One of the biggest groups to come out of this has been StarKid Productions. It started as a group of college students in 2009 with A Very Potter Musical, a parody based on Harry Potter starring Glee’s Darren Criss. The group later founded StarKid and produced Starship, an original sci-fi musical about an alien named Bug who wants to be a Starship Ranger, saving the universe along the way. It was only performed for one season, but it’s available to watch online. StarKid continues to create new musicals to this day, the latest being The Guy Who Didn’t Like Musicals!, a horror parody where the pandemic is song and dance.
This is just as much a tribute to a man as it is a work of art. Lazarus was David Bowie’s final project before passing away in 2016. It’s technically a jukebox musical based on the works of Bowie, but he’s a transcendent figure whose songs permeated time and space, so it’s definitely more than that. The musical is inspired by the book The Man Who Fell to Earth, centering around Thomas Newton, a lost soul on Earth who may find salvation with a kindred spirit.

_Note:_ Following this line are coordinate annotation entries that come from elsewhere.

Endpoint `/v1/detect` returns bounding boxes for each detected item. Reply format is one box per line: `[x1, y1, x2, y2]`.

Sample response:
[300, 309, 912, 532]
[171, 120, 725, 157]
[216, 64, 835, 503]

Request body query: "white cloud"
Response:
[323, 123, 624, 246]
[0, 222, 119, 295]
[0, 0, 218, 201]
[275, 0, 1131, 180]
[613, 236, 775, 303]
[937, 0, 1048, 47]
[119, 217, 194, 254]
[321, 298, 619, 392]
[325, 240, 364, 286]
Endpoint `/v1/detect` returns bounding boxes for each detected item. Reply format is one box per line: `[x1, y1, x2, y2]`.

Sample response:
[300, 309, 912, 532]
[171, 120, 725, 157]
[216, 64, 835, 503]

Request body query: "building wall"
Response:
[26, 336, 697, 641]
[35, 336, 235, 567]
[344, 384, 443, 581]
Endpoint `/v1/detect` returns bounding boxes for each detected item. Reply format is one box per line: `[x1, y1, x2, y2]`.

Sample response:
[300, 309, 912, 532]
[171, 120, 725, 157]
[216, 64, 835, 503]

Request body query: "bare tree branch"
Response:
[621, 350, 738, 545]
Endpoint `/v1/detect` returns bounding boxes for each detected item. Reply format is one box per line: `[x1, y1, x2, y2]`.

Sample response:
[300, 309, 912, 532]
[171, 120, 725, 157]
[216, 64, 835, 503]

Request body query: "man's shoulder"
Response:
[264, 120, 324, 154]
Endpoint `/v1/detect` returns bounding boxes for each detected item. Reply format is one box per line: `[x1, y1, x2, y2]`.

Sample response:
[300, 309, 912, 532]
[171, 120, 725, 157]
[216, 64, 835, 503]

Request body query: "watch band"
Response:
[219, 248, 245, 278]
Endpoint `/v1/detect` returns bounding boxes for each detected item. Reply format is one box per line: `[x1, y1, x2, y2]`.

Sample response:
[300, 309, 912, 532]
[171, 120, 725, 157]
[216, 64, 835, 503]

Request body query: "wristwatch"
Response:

It’s had a few limited performances, and there are more in the works.
From the fan-made musical to the fan-grown musical, Be More Chill is a theater success story that can only come from the internet. Based on the 2004 young adult novel of the same name, Be More Chill debuted in 2015 in New Jersey to little fanfare. However, by 2017 it had become a sensation on Tumblr and Spotify, leading to an off-Broadway revival that’s now actually heading to Broadway. All because a bunch of kids liked it online.
Be More Chill tells the story of a teenager named Jeremy who swallows a pill called Squip, containing a supercomputer telling him how to be cool. It works, but it not only makes him lose sight of the people he loves, it also encourages him to feel shitty about who he really is. The musical works because teenagers have fallen in love with the story and its message, creating an intense fan community with art, cosplay, and tributes. They’re even encouraged to share their own Squips, or destructive internal monologues that make them feel less confident about themselves.
It’s hard to say what kind of legacy Be More Chill will have in the future—the story is straightforward and the music is pretty good, but none of it is particularly game-changing. That is, of course, if you’re not a teenager. This is a show that isn’t for me, and that’s okay. Frankly, I’m happy a non-Hamilton Tumblr-friendly musical exists. It’s introduced a new audience to musical theater in a way they can identify with, using science fiction to tell an interesting and connective human story. So, in my mind, that’s a win all around. Be More Chill opens on Broadway in February 2019.